I'd say go for readability.
But in the given example, I think that the second version is already readable enough, since the name of the function exactly states, what is going on in the function.
If we just always had functions that told us, what they do ...
You should always maximally optimize, performance always counts. The reason we have bloatware today, is that most programmers don't want to do the work of optimization.
Having said that, you can always put comments in where slick coding needs clarification.
There is no point in optimizing if you don't know your bottlenecks. You may have made a function incredible efficient (usually at the expense of readability to some degree) only to find that portion of code hardly ever runs, or it's spending more time hitting the disk or database than you'll ever save twiddling bits.
So you can't micro-optimize until you have something to measure, and then you might as well start off for readability.
However, you should be mindful of both speed and understandability when designing the overall architecture, as both can have a massive impact and be difficult to change (depending on coding style and methedologies).
It is estimated that about 70% of the cost of software is in maintenance. Readability makes a system easier to maintain and therefore brings down cost of the software over its life.
There are cases where performance is more important the readability, that said they are few and far between.
Before sacrifing readability, think "Am I (or your company) prepared to deal with the extra cost I am adding to the system by doing this?"
I don't work at google so I'd go for the evil option. (optimization)
In Chapter 6 of Jon Bentley's "Programming Pearls", he describes how one system had a 400 times speed up by optimizing at 6 different design levels. I believe, that by not caring about performance at these 6 design levels, modern implementors can easily achieve 2-3 orders of magnitude of slow down in their programs.

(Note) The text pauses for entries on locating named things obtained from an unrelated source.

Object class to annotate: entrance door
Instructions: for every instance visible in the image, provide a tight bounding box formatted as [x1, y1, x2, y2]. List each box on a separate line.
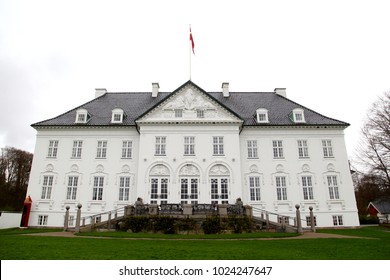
[150, 177, 168, 204]
[180, 178, 199, 204]
[211, 177, 229, 204]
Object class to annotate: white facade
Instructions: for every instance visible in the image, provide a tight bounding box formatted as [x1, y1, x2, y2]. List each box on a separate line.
[27, 83, 359, 227]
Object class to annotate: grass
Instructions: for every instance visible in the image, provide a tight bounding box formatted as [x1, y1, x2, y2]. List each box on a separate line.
[0, 227, 390, 260]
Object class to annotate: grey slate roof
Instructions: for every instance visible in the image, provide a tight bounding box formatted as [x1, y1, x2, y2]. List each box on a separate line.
[32, 81, 349, 128]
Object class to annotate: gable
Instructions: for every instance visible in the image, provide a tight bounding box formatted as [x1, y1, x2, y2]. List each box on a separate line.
[136, 82, 243, 124]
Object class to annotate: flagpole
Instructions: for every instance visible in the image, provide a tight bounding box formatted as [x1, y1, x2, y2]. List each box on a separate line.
[188, 24, 192, 81]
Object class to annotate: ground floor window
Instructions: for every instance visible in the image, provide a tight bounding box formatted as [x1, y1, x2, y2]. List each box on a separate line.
[332, 215, 344, 226]
[180, 178, 199, 204]
[210, 178, 229, 204]
[38, 215, 48, 226]
[119, 176, 130, 201]
[249, 176, 261, 201]
[306, 216, 317, 227]
[150, 178, 168, 204]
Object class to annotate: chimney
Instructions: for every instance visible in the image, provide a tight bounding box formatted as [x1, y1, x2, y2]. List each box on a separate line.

Readability first. But even more than readability is simplicity, especially in terms of data structure.
I'm reminded of a student doing a vision analysis program, who couldn't understand why it was so slow. He merely followed good programming practice - each pixel was an object, and it worked by sending messages to its neighbors...
check this out
Write for readability first, but expect the readers to be programmers. Any programmer worth his or her salt should know the difference between a multiply and a bitshift, or be able to read the ternary operator where it is used appropriately, be able to look up and understand a complex algorithm (you are commenting your code right?), etc.
Early over-optimization is, of course, quite bad at getting you into trouble later on when you need to refactor, but that doesn't really apply to the optimization of individual methods, code blocks, or statements.
How much does an hour of processor time cost?
How much does an hour of programmer time cost?
IMHO both things have nothing to do. You should first go for code that works, as this is more important than performance or how well it reads. Regarding readability: your code should always be readable in any case.
However I fail to see why code can't be readable and offer good performance at the same time. In your example, the second version is as readable as the first one to me. What is less readable about it? If a programmer doesn't know that shifting left is the same as multiplying by a power of two and shifting right is the same as dividing by a power of two... well, then you have much more basic problems than general readability.